You can use MAGI, since you seem to be loosing on this property, if your total annual income is less than $100k (I'm not familiar with it very well, so do your own research. "If you or your spouse actively participated in a passive rental activity, you can deduct up to $25,000 of loss from the activity from your regular nonpassive income such as wages. The allowance is phased out if your modified adjusted gross income (MAGI) is between $100,000 and $150,000").

I know that a few people own RE properties with losses, just to offset their total large income and to pay less taxes on income. I don't know if this is still legal with the new tax laws, but it was at some point. So there is nothing wrong with owning a property that doesn't make money. It's just not what majority of investors are doing.

I'm also planning to purchase a property or two for 3-4 years for my daughter and son when they get into college (an out of state property), that is going to be rented to her/his roommates. By that time I should be FIREd and that's what I want to do. My primary reason for buying won't be money making, but I would like not to loose when I sell. And, while for many people an investment property should be making money, I consider those properties "long term flips" (they should just get my money back, hopefully plus some).

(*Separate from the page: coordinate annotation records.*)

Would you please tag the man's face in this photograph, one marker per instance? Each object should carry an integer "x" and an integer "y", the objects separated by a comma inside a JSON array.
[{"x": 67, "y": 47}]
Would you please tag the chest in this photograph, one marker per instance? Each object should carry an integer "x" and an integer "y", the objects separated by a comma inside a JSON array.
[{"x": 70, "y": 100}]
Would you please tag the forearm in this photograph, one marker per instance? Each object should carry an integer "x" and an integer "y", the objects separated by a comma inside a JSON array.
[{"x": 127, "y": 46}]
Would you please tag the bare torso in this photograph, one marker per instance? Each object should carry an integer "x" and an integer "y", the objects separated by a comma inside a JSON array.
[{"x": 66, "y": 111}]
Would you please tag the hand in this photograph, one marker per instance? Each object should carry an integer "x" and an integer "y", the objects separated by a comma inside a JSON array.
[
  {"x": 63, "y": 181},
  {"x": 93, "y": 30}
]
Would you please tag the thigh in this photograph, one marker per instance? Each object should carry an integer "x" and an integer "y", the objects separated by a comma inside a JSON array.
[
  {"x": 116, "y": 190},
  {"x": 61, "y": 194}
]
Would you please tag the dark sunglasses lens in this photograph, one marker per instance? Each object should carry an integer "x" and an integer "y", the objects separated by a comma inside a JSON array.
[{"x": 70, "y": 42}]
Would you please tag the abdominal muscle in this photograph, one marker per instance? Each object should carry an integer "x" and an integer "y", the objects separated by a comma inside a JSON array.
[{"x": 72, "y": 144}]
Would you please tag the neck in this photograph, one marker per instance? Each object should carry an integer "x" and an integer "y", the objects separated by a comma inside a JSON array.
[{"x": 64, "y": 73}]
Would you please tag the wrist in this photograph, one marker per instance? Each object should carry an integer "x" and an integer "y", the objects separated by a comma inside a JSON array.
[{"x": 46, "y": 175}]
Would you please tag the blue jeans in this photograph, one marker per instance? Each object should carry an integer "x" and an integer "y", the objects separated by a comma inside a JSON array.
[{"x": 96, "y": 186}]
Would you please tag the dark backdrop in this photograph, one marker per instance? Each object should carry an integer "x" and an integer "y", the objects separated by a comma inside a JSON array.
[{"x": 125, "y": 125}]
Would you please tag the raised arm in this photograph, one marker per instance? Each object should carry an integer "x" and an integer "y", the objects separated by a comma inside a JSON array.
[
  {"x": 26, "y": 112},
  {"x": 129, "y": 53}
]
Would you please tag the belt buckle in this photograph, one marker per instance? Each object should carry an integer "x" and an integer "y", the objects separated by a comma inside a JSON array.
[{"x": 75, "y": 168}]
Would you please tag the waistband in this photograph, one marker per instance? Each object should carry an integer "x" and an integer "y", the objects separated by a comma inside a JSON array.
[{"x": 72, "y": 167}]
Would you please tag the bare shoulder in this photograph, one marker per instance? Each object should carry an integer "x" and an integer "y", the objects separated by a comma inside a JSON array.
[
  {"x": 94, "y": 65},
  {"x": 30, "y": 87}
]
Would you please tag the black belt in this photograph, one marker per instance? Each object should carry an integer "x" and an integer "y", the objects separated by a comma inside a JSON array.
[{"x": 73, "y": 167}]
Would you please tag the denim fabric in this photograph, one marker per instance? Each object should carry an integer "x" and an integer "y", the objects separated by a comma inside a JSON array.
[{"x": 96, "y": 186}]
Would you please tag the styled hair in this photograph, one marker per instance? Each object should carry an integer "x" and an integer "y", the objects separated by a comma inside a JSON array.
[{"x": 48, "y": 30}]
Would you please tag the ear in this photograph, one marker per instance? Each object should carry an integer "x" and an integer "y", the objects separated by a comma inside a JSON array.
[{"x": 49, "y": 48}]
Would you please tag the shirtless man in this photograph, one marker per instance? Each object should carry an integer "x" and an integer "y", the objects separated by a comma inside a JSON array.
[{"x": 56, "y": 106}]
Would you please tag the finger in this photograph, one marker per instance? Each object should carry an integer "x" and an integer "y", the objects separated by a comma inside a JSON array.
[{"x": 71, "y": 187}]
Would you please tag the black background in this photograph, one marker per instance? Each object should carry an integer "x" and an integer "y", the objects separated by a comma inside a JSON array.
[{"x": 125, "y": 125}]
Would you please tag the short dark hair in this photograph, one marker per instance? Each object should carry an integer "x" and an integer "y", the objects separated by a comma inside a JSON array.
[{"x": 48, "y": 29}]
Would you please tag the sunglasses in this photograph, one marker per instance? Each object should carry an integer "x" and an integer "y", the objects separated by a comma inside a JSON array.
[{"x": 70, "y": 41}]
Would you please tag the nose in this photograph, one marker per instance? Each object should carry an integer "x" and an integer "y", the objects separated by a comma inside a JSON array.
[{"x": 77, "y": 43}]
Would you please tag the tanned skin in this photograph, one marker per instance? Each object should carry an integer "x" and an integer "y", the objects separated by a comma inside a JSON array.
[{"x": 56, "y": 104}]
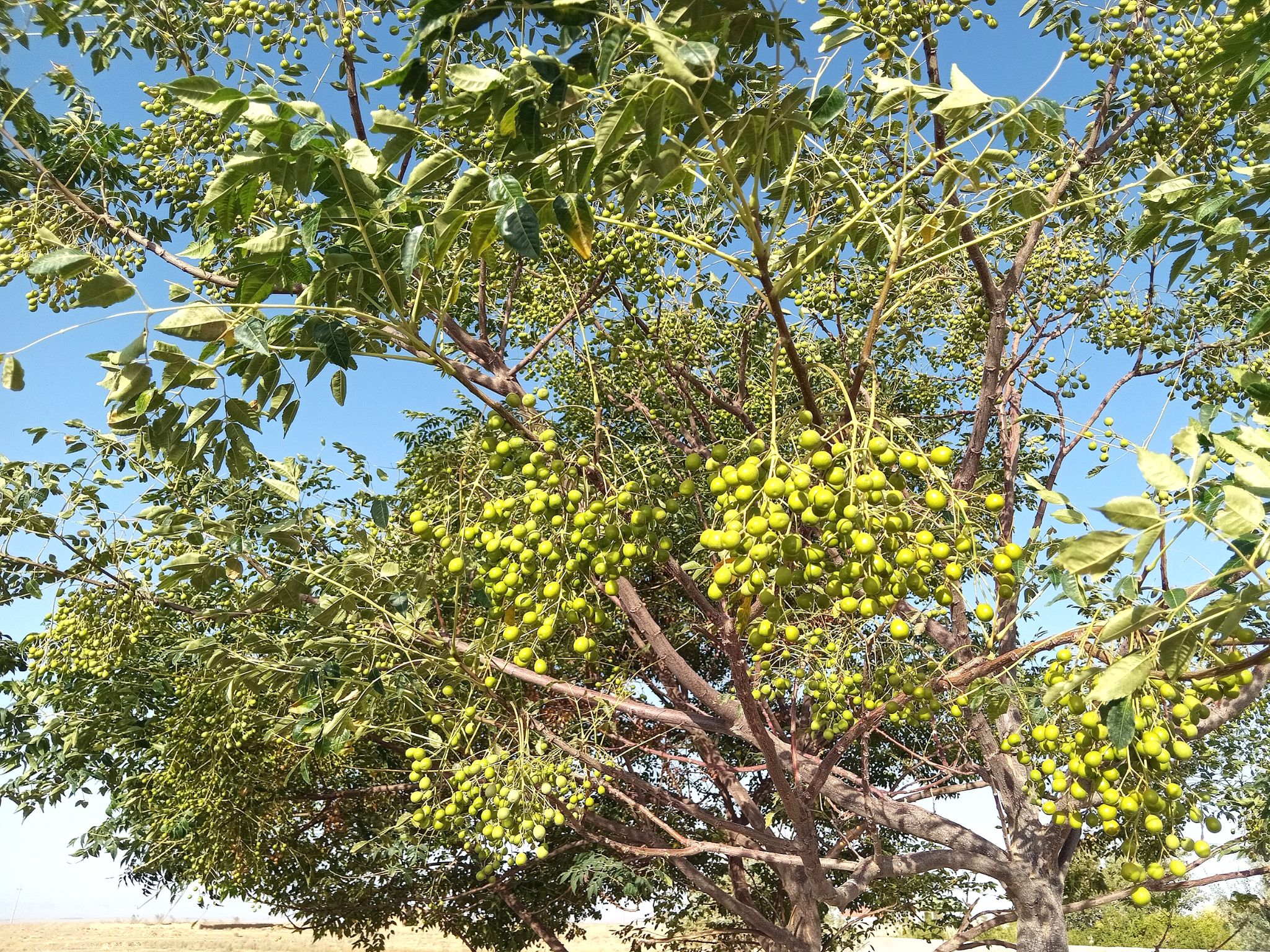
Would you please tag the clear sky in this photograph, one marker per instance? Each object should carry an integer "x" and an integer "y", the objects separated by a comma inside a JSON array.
[{"x": 37, "y": 878}]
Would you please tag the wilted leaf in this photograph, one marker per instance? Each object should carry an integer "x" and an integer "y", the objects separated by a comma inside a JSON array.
[
  {"x": 1161, "y": 472},
  {"x": 573, "y": 214},
  {"x": 103, "y": 291},
  {"x": 1093, "y": 553},
  {"x": 1122, "y": 678},
  {"x": 12, "y": 376},
  {"x": 518, "y": 225},
  {"x": 196, "y": 323},
  {"x": 1132, "y": 512}
]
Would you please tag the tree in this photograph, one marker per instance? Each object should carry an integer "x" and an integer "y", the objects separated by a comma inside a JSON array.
[{"x": 732, "y": 560}]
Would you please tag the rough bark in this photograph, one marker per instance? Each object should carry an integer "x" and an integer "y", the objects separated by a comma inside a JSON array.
[
  {"x": 526, "y": 915},
  {"x": 1038, "y": 902}
]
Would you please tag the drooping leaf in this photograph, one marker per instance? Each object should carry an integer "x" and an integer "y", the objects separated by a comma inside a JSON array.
[
  {"x": 1129, "y": 620},
  {"x": 1241, "y": 513},
  {"x": 828, "y": 104},
  {"x": 609, "y": 47},
  {"x": 104, "y": 291},
  {"x": 60, "y": 263},
  {"x": 12, "y": 376},
  {"x": 1119, "y": 720},
  {"x": 573, "y": 214},
  {"x": 287, "y": 490},
  {"x": 1130, "y": 512},
  {"x": 1093, "y": 553},
  {"x": 1161, "y": 472},
  {"x": 334, "y": 342},
  {"x": 473, "y": 79},
  {"x": 1176, "y": 649},
  {"x": 196, "y": 323},
  {"x": 1124, "y": 677},
  {"x": 411, "y": 250},
  {"x": 518, "y": 225}
]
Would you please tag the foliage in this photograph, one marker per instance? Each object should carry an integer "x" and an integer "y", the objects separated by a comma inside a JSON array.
[{"x": 719, "y": 573}]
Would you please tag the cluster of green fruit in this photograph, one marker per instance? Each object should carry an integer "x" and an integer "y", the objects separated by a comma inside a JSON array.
[
  {"x": 89, "y": 633},
  {"x": 178, "y": 150},
  {"x": 538, "y": 557},
  {"x": 1124, "y": 770},
  {"x": 901, "y": 20},
  {"x": 31, "y": 226},
  {"x": 848, "y": 539},
  {"x": 498, "y": 819}
]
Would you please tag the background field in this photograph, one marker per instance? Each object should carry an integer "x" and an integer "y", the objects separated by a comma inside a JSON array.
[{"x": 187, "y": 937}]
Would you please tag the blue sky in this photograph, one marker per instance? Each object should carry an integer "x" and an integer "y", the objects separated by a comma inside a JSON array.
[{"x": 61, "y": 385}]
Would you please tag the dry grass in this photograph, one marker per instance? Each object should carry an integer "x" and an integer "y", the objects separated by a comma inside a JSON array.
[{"x": 189, "y": 937}]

I have enough experience renovating (the costs might be different in other states, but that's the fun part of figuring things out) and renting properties, especially renting to college students. It's going to be a learning curve and an interesting experience.

I agree with @mr.neel, appreciation makes money too, my house doubled it's price now, after I'd purchased it in 2012.

So, do your math, I think you are on the right track. Just because everyone is obsessed with the 1% rule, it doesn't mean what you do, doesn't work for you and your goals.